FILM ARTICLE: Double Indemnity

By Rob Nixon

Walter Neff is the top salesman at his Los Angeles insurance company, and his close friend, an expert claims investigator named Barton Keyes, wants him to work in his department. But although the two have a bantering, easy-going friendship, Neff decides to stay with his sales job. One day, while making a routine call on an auto insurance client, he meets the client's sexy blonde wife, Phyllis. Although she appears to be subtly seducing him, she coldly rebuffs his advances and sends him on his way. Soon after, however, she invites him to come by her house and discuss additional coverage for her husband. When he arrives, he finds Phyllis alone - no husband and no maid. Their mutual attraction quickly graduates to undisguised lust and before Neff knows it, Phyllis convinces him to sell her additional accident insurance for her husband (without the man's knowledge). It's just the first step in their mutual plan to murder Phyllis' husband and collect on a double indemnity clause in the insurance contract.

Cold-blooded, brutal, highly stylized, and informed with a black sense of humor, Double Indemnity is one of the high points of 1940s filmmaking and a prime example of a genre and style that remains highly influential in its look, attitude and story line. Critics have argued whether or not this movie can be considered the first film noir thriller, but it undoubtedly set the pattern for that distinctive post-war genre: a shadowy, nighttime urban world of deception and betrayal usually distinguished by its "hard-boiled" dialogue, corrupt characters and the obligatory femme fatale who preys on the primal urges of an ordinary Joe hungry for sex and easy wealth.
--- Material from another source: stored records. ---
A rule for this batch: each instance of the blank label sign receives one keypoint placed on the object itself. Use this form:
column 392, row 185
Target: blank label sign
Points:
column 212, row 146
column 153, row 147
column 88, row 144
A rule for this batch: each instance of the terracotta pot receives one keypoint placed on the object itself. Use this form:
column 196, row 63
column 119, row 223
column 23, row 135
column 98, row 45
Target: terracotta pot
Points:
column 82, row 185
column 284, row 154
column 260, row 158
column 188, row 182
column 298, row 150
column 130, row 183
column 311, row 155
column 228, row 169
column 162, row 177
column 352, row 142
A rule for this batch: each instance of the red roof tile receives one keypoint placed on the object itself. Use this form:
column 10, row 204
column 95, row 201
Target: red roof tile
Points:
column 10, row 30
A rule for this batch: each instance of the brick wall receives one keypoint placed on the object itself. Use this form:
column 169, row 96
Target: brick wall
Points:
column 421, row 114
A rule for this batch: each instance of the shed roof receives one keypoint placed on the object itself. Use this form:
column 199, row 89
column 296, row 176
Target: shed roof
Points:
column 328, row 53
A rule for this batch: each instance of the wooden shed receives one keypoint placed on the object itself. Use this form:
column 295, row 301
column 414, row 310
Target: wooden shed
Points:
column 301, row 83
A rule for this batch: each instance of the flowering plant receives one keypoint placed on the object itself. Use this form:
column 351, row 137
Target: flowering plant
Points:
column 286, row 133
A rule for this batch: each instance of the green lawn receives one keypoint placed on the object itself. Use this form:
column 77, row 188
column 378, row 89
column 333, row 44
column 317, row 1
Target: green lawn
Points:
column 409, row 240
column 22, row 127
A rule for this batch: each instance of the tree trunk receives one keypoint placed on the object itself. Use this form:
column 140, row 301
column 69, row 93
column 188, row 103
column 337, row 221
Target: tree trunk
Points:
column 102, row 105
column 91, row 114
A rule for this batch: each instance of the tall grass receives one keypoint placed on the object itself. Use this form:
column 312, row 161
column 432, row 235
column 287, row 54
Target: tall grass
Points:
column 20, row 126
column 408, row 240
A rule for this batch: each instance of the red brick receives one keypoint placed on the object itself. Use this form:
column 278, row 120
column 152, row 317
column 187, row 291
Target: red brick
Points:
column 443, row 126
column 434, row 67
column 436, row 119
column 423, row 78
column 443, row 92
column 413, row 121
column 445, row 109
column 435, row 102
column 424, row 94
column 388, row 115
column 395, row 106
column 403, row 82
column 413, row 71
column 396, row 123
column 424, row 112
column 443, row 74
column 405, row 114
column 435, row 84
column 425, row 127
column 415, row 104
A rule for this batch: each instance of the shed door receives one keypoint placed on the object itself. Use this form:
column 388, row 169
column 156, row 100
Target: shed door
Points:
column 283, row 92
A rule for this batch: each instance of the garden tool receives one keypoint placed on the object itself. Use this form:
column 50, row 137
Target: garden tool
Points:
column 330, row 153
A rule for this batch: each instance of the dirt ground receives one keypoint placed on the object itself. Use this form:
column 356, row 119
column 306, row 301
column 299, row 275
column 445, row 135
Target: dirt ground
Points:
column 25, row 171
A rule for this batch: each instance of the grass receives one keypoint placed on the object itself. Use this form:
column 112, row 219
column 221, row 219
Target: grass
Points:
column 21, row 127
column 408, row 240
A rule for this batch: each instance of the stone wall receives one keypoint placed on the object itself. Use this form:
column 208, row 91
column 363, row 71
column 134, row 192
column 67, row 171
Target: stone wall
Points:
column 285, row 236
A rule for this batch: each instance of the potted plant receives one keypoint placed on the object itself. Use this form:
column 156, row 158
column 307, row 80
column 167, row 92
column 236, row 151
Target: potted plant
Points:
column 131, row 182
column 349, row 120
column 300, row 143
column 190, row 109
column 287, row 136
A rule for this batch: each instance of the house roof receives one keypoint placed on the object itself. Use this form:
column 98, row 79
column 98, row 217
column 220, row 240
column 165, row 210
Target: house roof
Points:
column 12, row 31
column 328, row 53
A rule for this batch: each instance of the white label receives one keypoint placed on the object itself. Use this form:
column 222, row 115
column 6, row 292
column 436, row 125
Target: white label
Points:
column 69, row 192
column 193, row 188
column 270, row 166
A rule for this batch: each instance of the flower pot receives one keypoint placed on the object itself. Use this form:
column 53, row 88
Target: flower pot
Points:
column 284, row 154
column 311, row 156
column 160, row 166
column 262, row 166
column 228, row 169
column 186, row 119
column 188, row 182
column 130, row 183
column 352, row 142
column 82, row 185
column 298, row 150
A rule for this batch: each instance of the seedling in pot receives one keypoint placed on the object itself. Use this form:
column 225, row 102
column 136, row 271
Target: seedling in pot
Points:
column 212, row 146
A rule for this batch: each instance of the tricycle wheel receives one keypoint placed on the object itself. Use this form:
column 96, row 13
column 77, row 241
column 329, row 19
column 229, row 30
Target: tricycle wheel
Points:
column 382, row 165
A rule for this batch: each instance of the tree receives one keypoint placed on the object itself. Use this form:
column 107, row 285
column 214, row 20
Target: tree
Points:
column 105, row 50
Edward G. Robinson, best known as the megalomaniac gangster in Little Caesar (1930), was no stranger to playing characters on the wrong side of the law, but in Double Indemnity he plays the lethal lovers' nemesis, Barton Keyes, a shrewd investigator who can smell a phony insurance claim a mile away. The film places the three leads in an unconventional love triangle - Neff lights Keyes' smokes more often and more affectionately than he does Phyllis' cigarettes, and he tells the other man "I love you" at least as much. At the end, it's Keyes who kneels by the fallen Neff, in what Bernard F. Dick, in his book Billy Wilder (Twayne, 1980), calls "one of the most powerful images of male love ever portrayed on the screen: a pieta in the form of a surrogate father's lighting the cigarette of his dying son." It's the most tender moment in an otherwise hard-as-steel story.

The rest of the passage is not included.